GATA1 plays a critical role in differentiation, proliferation, and apoptosis during erythropoiesis. We developed a Gata1 knock-down allele (Gata1.05) that results in GATA1 expression at 5% of endogenous level. In female mice heterozygous for both the Gata1.05 and wild-type alleles, we observed a predisposition to erythroblastic leukemia three to six months after birth. Since no male Gata1.05 progeny survive gestation, we originally maintained heterozygous females in a mixed genetic background of C57BL/6J and DBA/2 strains. Around 30% of these mice reproducibly develop leukemia, but the other subset did not develop leukemia, even though they harbor a high number of preleukemic erythroblasts. These observations prompted us to hypothesize that there may be potential influence of genetic determinants on the progression of Gata1.05-driven hematopoietic precursors to full-blown leukemia.

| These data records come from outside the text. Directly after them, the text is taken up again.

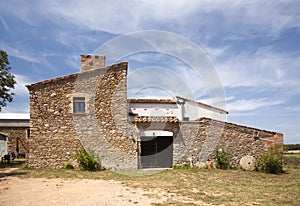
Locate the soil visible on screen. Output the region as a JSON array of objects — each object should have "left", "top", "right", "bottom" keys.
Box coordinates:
[{"left": 0, "top": 169, "right": 163, "bottom": 206}]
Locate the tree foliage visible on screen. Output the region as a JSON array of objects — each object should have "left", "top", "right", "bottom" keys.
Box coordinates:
[{"left": 0, "top": 50, "right": 16, "bottom": 111}]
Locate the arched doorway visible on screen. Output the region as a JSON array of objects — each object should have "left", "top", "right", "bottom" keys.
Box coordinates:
[
  {"left": 0, "top": 134, "right": 7, "bottom": 156},
  {"left": 139, "top": 130, "right": 173, "bottom": 168}
]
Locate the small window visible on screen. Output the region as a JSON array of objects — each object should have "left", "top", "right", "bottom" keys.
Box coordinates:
[{"left": 73, "top": 97, "right": 85, "bottom": 113}]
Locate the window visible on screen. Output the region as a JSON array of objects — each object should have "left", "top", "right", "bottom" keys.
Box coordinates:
[{"left": 73, "top": 97, "right": 85, "bottom": 113}]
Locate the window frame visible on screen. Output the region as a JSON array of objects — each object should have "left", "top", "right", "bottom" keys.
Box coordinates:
[{"left": 73, "top": 97, "right": 86, "bottom": 114}]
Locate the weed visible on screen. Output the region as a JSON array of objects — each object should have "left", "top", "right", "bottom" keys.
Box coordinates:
[
  {"left": 255, "top": 145, "right": 283, "bottom": 174},
  {"left": 75, "top": 147, "right": 98, "bottom": 171},
  {"left": 63, "top": 162, "right": 74, "bottom": 170},
  {"left": 216, "top": 149, "right": 230, "bottom": 169}
]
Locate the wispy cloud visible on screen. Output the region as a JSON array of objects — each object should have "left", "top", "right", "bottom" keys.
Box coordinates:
[{"left": 226, "top": 98, "right": 284, "bottom": 112}]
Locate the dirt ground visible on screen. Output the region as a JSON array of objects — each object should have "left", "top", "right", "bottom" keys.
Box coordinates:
[{"left": 0, "top": 170, "right": 163, "bottom": 206}]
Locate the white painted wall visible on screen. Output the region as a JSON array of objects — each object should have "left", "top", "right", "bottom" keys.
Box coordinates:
[
  {"left": 129, "top": 103, "right": 178, "bottom": 117},
  {"left": 129, "top": 100, "right": 227, "bottom": 121}
]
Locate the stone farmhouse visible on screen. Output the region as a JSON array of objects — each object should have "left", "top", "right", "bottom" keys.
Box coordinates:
[{"left": 27, "top": 55, "right": 283, "bottom": 170}]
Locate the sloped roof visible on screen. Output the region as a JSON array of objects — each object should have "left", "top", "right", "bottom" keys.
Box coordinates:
[
  {"left": 25, "top": 62, "right": 128, "bottom": 90},
  {"left": 176, "top": 96, "right": 228, "bottom": 114},
  {"left": 128, "top": 99, "right": 176, "bottom": 104},
  {"left": 133, "top": 116, "right": 179, "bottom": 123}
]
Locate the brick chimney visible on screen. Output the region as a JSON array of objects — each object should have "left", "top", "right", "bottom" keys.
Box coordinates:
[{"left": 80, "top": 54, "right": 105, "bottom": 72}]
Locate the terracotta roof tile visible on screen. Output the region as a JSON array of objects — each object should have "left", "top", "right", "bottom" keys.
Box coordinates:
[{"left": 133, "top": 116, "right": 179, "bottom": 123}]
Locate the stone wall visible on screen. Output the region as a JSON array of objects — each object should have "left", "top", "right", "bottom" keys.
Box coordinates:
[
  {"left": 174, "top": 118, "right": 283, "bottom": 166},
  {"left": 28, "top": 63, "right": 137, "bottom": 169},
  {"left": 0, "top": 127, "right": 29, "bottom": 154}
]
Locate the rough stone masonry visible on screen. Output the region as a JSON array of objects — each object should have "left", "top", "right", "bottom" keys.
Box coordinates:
[{"left": 27, "top": 55, "right": 283, "bottom": 170}]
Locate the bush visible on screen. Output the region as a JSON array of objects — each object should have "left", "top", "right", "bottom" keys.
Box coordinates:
[
  {"left": 75, "top": 147, "right": 98, "bottom": 171},
  {"left": 63, "top": 162, "right": 74, "bottom": 170},
  {"left": 216, "top": 149, "right": 230, "bottom": 170},
  {"left": 255, "top": 145, "right": 283, "bottom": 174}
]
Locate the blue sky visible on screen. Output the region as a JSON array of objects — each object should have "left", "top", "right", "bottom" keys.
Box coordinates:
[{"left": 0, "top": 0, "right": 300, "bottom": 143}]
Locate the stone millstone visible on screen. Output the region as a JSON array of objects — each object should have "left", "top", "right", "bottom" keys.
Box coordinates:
[{"left": 240, "top": 155, "right": 255, "bottom": 171}]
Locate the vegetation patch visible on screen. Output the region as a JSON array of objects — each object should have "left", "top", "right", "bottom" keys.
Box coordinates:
[{"left": 256, "top": 145, "right": 283, "bottom": 174}]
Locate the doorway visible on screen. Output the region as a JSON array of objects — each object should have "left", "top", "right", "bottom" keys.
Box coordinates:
[{"left": 140, "top": 136, "right": 173, "bottom": 168}]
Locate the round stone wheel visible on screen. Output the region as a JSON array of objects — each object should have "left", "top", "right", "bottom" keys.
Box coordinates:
[{"left": 240, "top": 155, "right": 255, "bottom": 171}]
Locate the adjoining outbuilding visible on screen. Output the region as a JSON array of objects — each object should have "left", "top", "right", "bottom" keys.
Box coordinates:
[{"left": 0, "top": 113, "right": 30, "bottom": 157}]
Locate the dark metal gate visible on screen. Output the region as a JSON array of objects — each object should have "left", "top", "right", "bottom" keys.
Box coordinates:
[{"left": 140, "top": 136, "right": 173, "bottom": 168}]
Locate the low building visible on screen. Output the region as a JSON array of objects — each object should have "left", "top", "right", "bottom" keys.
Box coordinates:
[
  {"left": 27, "top": 55, "right": 283, "bottom": 170},
  {"left": 0, "top": 113, "right": 30, "bottom": 156}
]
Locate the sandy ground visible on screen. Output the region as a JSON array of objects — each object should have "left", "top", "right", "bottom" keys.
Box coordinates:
[{"left": 0, "top": 171, "right": 163, "bottom": 206}]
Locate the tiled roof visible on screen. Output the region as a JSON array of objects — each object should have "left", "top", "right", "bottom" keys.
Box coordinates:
[
  {"left": 128, "top": 99, "right": 176, "bottom": 104},
  {"left": 25, "top": 62, "right": 128, "bottom": 90},
  {"left": 176, "top": 96, "right": 228, "bottom": 114},
  {"left": 133, "top": 116, "right": 179, "bottom": 123}
]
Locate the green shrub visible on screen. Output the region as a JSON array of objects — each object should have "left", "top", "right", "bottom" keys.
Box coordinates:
[
  {"left": 63, "top": 162, "right": 74, "bottom": 170},
  {"left": 75, "top": 147, "right": 98, "bottom": 171},
  {"left": 255, "top": 145, "right": 283, "bottom": 174},
  {"left": 216, "top": 149, "right": 230, "bottom": 170}
]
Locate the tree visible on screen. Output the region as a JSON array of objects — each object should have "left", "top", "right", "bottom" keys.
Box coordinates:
[{"left": 0, "top": 50, "right": 17, "bottom": 111}]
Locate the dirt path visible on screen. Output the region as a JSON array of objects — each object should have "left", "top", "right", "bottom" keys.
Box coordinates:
[{"left": 0, "top": 172, "right": 162, "bottom": 206}]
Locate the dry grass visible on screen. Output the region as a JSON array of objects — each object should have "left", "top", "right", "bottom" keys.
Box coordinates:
[{"left": 2, "top": 160, "right": 300, "bottom": 205}]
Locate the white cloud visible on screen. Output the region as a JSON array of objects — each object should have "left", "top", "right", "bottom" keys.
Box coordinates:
[
  {"left": 13, "top": 74, "right": 32, "bottom": 97},
  {"left": 226, "top": 98, "right": 284, "bottom": 112},
  {"left": 2, "top": 0, "right": 300, "bottom": 39}
]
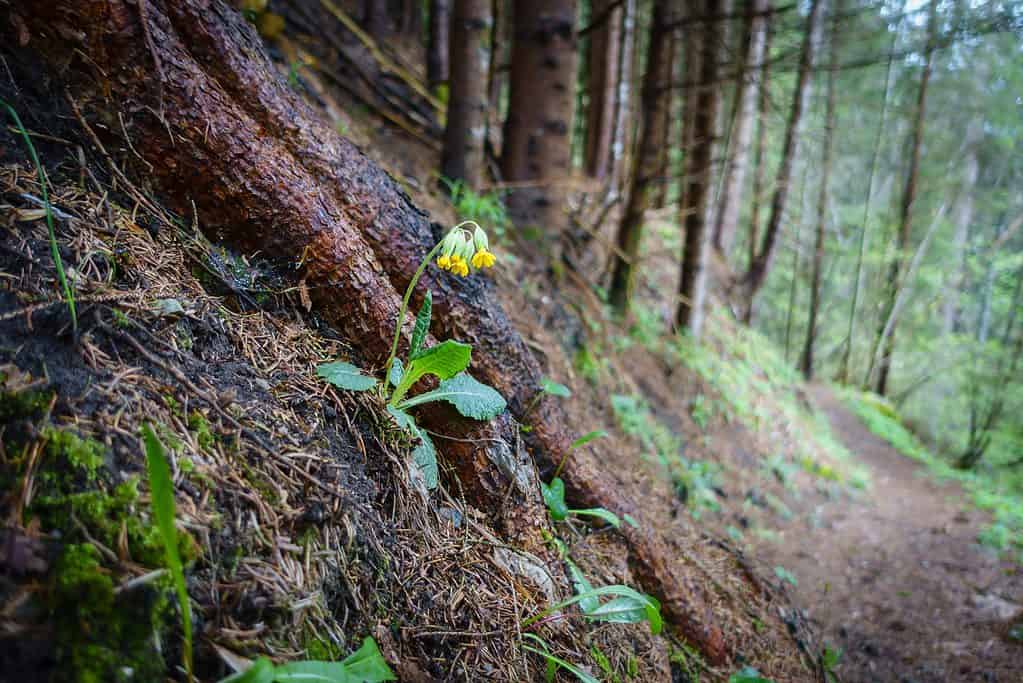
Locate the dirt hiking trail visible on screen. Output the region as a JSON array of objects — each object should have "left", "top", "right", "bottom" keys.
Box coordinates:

In an initial examination of Gata1.05/X mice backcrossed into C3H/He, BALB/c, DBA/2, C57BL/6J and 129X1/SvJ strains, we discerned that the backgrounds of C57BL/6J and 129X1/SvJ significantly expedited leukemia onset in Gata1.05/X mice. Conversely, backgrounds of C3H/He, BALB/c and DBA/2 did not substantially modify the effect of the Gata1 mutation. This indicates the existence of genetic modifiers that accentuate Gata1.05 leukemogenesis. Subsequent cohort studies evaluated Gata1.05/X mice within mix backgrounds of BALB/c:129X1/SvJ and BALB/c:C57BL/6J. In these settings, Gata1.05-driven leukemia manifested in autosomal dominant patterns within the 129X1/SvJ background and in autosomal recessive patterns within C57BL/6J background. To the best of our knowledge, this study provides the inaugural evidence of genetic modifiers that can reshape the outcome based on leukemia-associated gene signatures.

To the editor,

GATA1 is a transcription factor that plays crucial roles in erythropoiesis, megakaryopoiesis, and other hematopoietic pathways [1,2,3,4]. We previously established a Gata1.05 allele, in which Gata1 gene expression is reduced into 5% of endogenous level [5]. Since the Gata1 gene is located on the X-chromosome, heterozygous female mice (G11.05) carry two types of erythroid progenitors due to random X-chromosome inactivation. Erythroid progenitors with an active Gata1.05 allele and an inactive wild-type X-chromosome struggle to differentiate into matured cells, leading to the accumulation of immature erythroid progenitors in the G11.05 [6,7,8,9]. These abnormal erythroid progenitors frequently undergo cancerous changes. Consequently, approximately 30% of G11.05 in a mixed background colony of C57BL/6J:DBA/2 strains are predisposed to develop erythroleukemia, which morphologically resembles human pure erythroid leukemia [6,7,8,9,10]. These findings have led us to hypothesize that genetic variations exist between the C57BL/6J and DBA/2 strains, which may act as modifiers of Gata1.05-driven leukemogenesis.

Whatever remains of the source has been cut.